Do seu portefólio, a construtora destaca a nova unidade industrial da Coloplast, em Felgueiras, a unidade industrial da Testo, em Albergaria-a-Velha e a unidade industrial da Continental Mabor, em Lousado, Vila Nova de Famalicão. Na área logística, o destaque vai também para a construção de centros logísticos para a Logicor, em Vila Nova de Gaia e no Montijo.
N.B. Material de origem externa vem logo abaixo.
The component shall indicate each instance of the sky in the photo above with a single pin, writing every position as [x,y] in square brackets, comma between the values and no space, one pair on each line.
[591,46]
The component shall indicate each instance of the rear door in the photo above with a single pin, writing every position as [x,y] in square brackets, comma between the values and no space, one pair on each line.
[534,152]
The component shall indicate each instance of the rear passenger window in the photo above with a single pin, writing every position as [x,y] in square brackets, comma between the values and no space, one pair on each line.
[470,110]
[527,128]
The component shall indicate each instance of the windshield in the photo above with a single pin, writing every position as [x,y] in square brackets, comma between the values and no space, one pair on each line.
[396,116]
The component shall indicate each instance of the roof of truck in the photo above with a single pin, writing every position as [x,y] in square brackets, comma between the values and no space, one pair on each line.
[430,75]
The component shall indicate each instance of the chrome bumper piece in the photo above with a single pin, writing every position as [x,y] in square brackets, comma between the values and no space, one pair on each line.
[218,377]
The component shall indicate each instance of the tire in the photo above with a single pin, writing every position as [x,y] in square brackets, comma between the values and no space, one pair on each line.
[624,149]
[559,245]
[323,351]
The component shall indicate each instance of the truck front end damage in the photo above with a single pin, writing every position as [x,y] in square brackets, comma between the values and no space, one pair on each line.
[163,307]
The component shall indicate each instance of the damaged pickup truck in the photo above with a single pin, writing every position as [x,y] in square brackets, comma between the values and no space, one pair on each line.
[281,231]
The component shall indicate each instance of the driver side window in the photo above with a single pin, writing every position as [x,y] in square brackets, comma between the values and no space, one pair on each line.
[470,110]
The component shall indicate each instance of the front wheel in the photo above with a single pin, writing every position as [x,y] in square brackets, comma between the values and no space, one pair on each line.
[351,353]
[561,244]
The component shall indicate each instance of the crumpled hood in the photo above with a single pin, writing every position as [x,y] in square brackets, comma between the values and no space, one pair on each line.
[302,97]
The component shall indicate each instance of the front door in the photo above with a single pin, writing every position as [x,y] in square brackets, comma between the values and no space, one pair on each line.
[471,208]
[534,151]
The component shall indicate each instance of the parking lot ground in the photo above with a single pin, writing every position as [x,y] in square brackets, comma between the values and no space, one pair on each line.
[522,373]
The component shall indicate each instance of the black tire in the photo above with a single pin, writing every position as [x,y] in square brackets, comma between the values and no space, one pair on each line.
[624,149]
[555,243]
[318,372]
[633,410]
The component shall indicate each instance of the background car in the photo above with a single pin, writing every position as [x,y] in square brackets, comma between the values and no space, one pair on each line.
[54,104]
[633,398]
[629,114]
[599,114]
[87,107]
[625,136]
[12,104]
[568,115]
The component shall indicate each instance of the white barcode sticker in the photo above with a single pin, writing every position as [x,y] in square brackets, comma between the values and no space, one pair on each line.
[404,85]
“Para 2026 antecipamos a continuidade da trajetória de sucesso. Apesar da incerteza global, o setor da construção mantém-se dinâmico, impulsionado pelo investimento direto estrangeiro, ainda que enfrente desafios como a escassez de mão de obra e a inflação”, diz Miguel Garcia, administrador. 

A construtora tem ainda projetos na área residencial e de hospitalidade, que representam 13,5% da sua atividade. O destaque aqui vai para a construção de uma residência de estudantes na Asprela, no Porto, promovida pela Hines, e um novo edifício de habitação construído para a Vizta. No segmento da habitação a sua área mais forte tem sido Santo Tirso e Guimarães. Já a área de retalho representou 3,6% de peso e a dos escritórios 2,9% no total de projetos realizados no ano passado.

Citado em comunicado, Miguel Garcia, administrador da empresa, refere que “Para 2026 antecipamos a continuidade da trajetória de sucesso. Apesar da incerteza global, o setor da construção mantém-se dinâmico, impulsionado pelo investimento direto estrangeiro, ainda que enfrente desafios como a escassez de mão de obra e a inflação. Iniciámos o ano com uma carteira de obras sólida, o que nos permite antecipar um ano de consolidação”.